ダークマター粒子がWISPで、電子くらい軽いとすると、原子核との衝突では、原子核がほとんど動かず、検出の期待ができなくなるので、電子との衝突が優先的に考えられることになります。軽い分だけ、数は多いだろうと期待できるのが、せめてもの救いです。電子の動きを捕らえるためには、単に半導体や導体の検出器を使うだけではなく、アンテナのような形状の検出器を使って、複数のダークマター粒子を集めようというアイデアもあるようです。もちろん、こういう方法が利くためには、電子がある程度ダークマター粒子に感じることが必要です。ところが、ここで期待するのは通常の電磁気力の強さよりはるかに弱い未知の力です。だから、いくら電子デバイスの感度が上がって、少数の電荷が識別可能な技術を使っても、ダークマター自体は電気的に中性なので検出できる保証はありません。ダークマター粒子がかなり軽い場合は、宇宙初期の生成のメカニズムによっては、比較的高速である(光速度に近い)可能性も期待できるかもしれません。
4.5 ダークマター粒子の検出の困難さ
以上、ダークマター粒子の検出において、速度も重さ(質量)も予想し難いが、とにかく原子核か電子を蹴飛ばしてくれることを期待することを述べました。
ここから、多少の私見と主観を交えます。第1回で、私は、ダークマターは存在するものなら比較的早期に見つかるだろうと思っていた理由は、ダークマター粒子は、(1)けっこう重いWIMPで、しかも相当の高速で飛んでいて、弱い相互作用で派手な反応すると期待できるだろう、仮にWISPでも、(2)軽い粒子なら加速器実験で生成されて、その性質が精密にわかるだろう、と思っていたことです。(1)or(2)が成立している可能性が高いと思っていたのです。今から思えば、この考えは甘かったのでした。
いまだに見つからないことから考えると、(1)は、WIMPだとしても粒子の速さは遅く、おそらく300km/秒程度で、かつ、この場合は、原子核にゴツンと当たるかどうかは本当のところも不確かなのではないでしょうか。ダークマター粒子の性質によっては、原子核全体に影響は及ぼす効果は少なくて、原子核の内部の隙間を通り抜けて行くのが主流なのかもしれません。その場合でも、原子核内の陽子または中性子の内部にあるクォークにゴツンとぶつかる可能性はあるのですが(図6)、ダークマター粒子の速度が遅いと、クォーク単体の質量は軽いので、クォークが受け取るエネルギーは些少で大したことは何も起こらず、原子核全体が壊れることもなく、それどころか原子核全体が大きく動くことすらないのかもしれません。こういう場合は、ダークマター粒子は、結果として、原子核に対して何も作用せずに通り抜けることが多いというのが、量子力学の理論(有効場理論)が通常教えるところなのです。これについては、スピン相互作用の理論が重要な観点なので、ダークマター粒子とクォークのスピンに依存する反応の理論によって変わってきます。

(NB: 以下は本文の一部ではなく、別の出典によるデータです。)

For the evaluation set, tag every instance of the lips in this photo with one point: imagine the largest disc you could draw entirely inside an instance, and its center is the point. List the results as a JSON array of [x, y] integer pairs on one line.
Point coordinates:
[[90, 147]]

図6:ダークマター粒子が原子核中のクォークの1個だけと反応する場合。ここで、原子核中の円形(球体)は、陽子と中性子を表し、それぞれが内部にクォークを3つずつ含んでいる。
(2)についても、加速器実験の探索で軽いWISP粒子がなかなか見つからない現状を見ると、ダークマター粒子は軽いとしても、通常の粒子から生成される確率がかなり低いのかもしれません。それは、我々の知っている粒子とダークマター粒子の間には、なんらかの作用があったとしても、その強さは未知であり、極端に低い場合も排除されない、ということに関係します。そういうことがわかってきたということで、私の予想のハズレは説明できそうに思います。
しかし、まだあきらめることはありません。なかなか見つからないということは、そこに素粒子理論を援用すれば、捜索範囲を絞っていけるということに繋がります。次回は、素粒子理論から、どんなダークマター粒子が予想されるのか、考えたいと思います。